Q: How can I differentiate adhesive capsulitis of the right shoulder from other shoulder conditions like rotator cuff tears or osteoarthritis during physical examination?

A: Differentiating adhesive capsulitis from other shoulder pathologies like rotator cuff tears or osteoarthritis requires a thorough physical exam focusing on specific findings. Adhesive capsulitis presents with global loss of both active and passive range of motion, especially external rotation, abduction, and internal rotation, with a characteristic 'capsular pattern'. In contrast, rotator cuff tears typically exhibit weakness in active abduction and external rotation with preserved passive range of motion. Osteoarthritis may cause pain with movement and crepitus, but the range of motion restriction is less pronounced than in adhesive capsulitis.

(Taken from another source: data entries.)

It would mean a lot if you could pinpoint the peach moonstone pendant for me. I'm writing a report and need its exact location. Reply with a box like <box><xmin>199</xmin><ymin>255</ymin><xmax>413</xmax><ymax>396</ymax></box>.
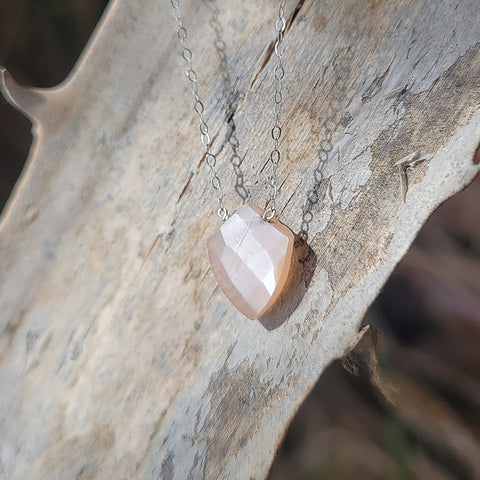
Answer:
<box><xmin>208</xmin><ymin>203</ymin><xmax>294</xmax><ymax>320</ymax></box>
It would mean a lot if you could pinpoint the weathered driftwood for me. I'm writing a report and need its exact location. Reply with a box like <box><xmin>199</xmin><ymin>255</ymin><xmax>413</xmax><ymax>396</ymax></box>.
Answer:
<box><xmin>0</xmin><ymin>0</ymin><xmax>480</xmax><ymax>480</ymax></box>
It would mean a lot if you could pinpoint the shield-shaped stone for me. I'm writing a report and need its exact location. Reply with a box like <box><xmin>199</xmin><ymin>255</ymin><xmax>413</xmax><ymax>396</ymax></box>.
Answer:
<box><xmin>208</xmin><ymin>203</ymin><xmax>294</xmax><ymax>320</ymax></box>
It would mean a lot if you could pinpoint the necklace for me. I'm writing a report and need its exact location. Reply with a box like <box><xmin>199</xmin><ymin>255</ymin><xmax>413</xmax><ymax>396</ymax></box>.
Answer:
<box><xmin>170</xmin><ymin>0</ymin><xmax>294</xmax><ymax>320</ymax></box>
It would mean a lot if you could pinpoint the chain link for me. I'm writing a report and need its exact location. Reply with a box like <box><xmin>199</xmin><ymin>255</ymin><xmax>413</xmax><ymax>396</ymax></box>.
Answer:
<box><xmin>263</xmin><ymin>0</ymin><xmax>286</xmax><ymax>220</ymax></box>
<box><xmin>170</xmin><ymin>0</ymin><xmax>286</xmax><ymax>221</ymax></box>
<box><xmin>170</xmin><ymin>0</ymin><xmax>229</xmax><ymax>220</ymax></box>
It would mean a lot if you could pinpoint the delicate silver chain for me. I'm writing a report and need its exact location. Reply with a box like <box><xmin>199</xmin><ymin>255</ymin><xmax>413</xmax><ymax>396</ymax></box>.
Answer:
<box><xmin>263</xmin><ymin>0</ymin><xmax>286</xmax><ymax>220</ymax></box>
<box><xmin>170</xmin><ymin>0</ymin><xmax>286</xmax><ymax>220</ymax></box>
<box><xmin>170</xmin><ymin>0</ymin><xmax>229</xmax><ymax>220</ymax></box>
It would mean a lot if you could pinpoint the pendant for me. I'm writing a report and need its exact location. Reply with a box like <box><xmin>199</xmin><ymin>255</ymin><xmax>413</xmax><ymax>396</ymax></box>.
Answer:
<box><xmin>207</xmin><ymin>203</ymin><xmax>294</xmax><ymax>320</ymax></box>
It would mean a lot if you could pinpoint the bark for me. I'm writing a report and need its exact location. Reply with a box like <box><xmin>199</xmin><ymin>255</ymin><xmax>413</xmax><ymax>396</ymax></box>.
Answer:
<box><xmin>0</xmin><ymin>0</ymin><xmax>480</xmax><ymax>480</ymax></box>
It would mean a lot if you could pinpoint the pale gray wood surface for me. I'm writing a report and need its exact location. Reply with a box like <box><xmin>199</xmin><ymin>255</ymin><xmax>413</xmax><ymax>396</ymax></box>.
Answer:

Painful arc testing, where pain is elicited between 60 and 120 degrees of abduction, can be positive in both rotator cuff tears and adhesive capsulitis, but the global restriction of motion is a key distinguishing feature of the latter. Consider implementing specific tests like the Apley scratch test and the Neer impingement test to aid in differential diagnosis. Explore how imaging studies, such as X-rays and MRIs, can help rule out other conditions and confirm the diagnosis, particularly when differentiating between adhesive capsulitis and other shoulder pathologies.

Quick Tips

Practical Coding Tips
  • Code M75.01 right shoulder
  • Verify laterality in documentation
  • Check ROM limitations for Dx
  • Exclude other shoulder pathologies
  • Document pain and stiffness details

Documentation Templates

Patient presents with complaints consistent with adhesive capsulitis of the right shoulder, also known as frozen shoulder or shoulder stiffness.  Onset of right shoulder pain and restricted range of motion was reported as [Onset timeframe - e.g., gradual over the past three months, sudden following a fall].  Patient reports significant limitations in activities of daily living (ADLs) due to pain and stiffness, including difficulty with [Specific ADLs affected - e.g., dressing, reaching overhead, sleeping].  Physical examination reveals reduced active and passive range of motion in the right shoulder, particularly in [Specific ROM limitations - e.g., abduction, external rotation, flexion].  Palpation revealed tenderness around the [Specific location of tenderness - e.g., glenohumeral joint, anterior shoulder].  No crepitus was noted.  Strength testing was limited by pain but showed no significant weakness.  Differential diagnosis includes rotator cuff tear, glenohumeral arthritis, and shoulder impingement syndrome.  Current symptoms do not suggest cervical radiculopathy.  Diagnosis of adhesive capsulitis is based on clinical presentation, characteristic restriction in range of motion, and reported pain.  Initial treatment plan includes physical therapy focused on range of motion exercises, stretching, and modalities for pain management.  Patient education regarding the natural history of adhesive capsulitis and the importance of adherence to the prescribed therapy was provided.  Follow-up appointment scheduled in [Follow-up timeframe - e.g., four weeks] to assess response to treatment and consider additional interventions such as corticosteroid injections if necessary.  ICD-10 code M75.01 is assigned for right shoulder adhesive capsulitis.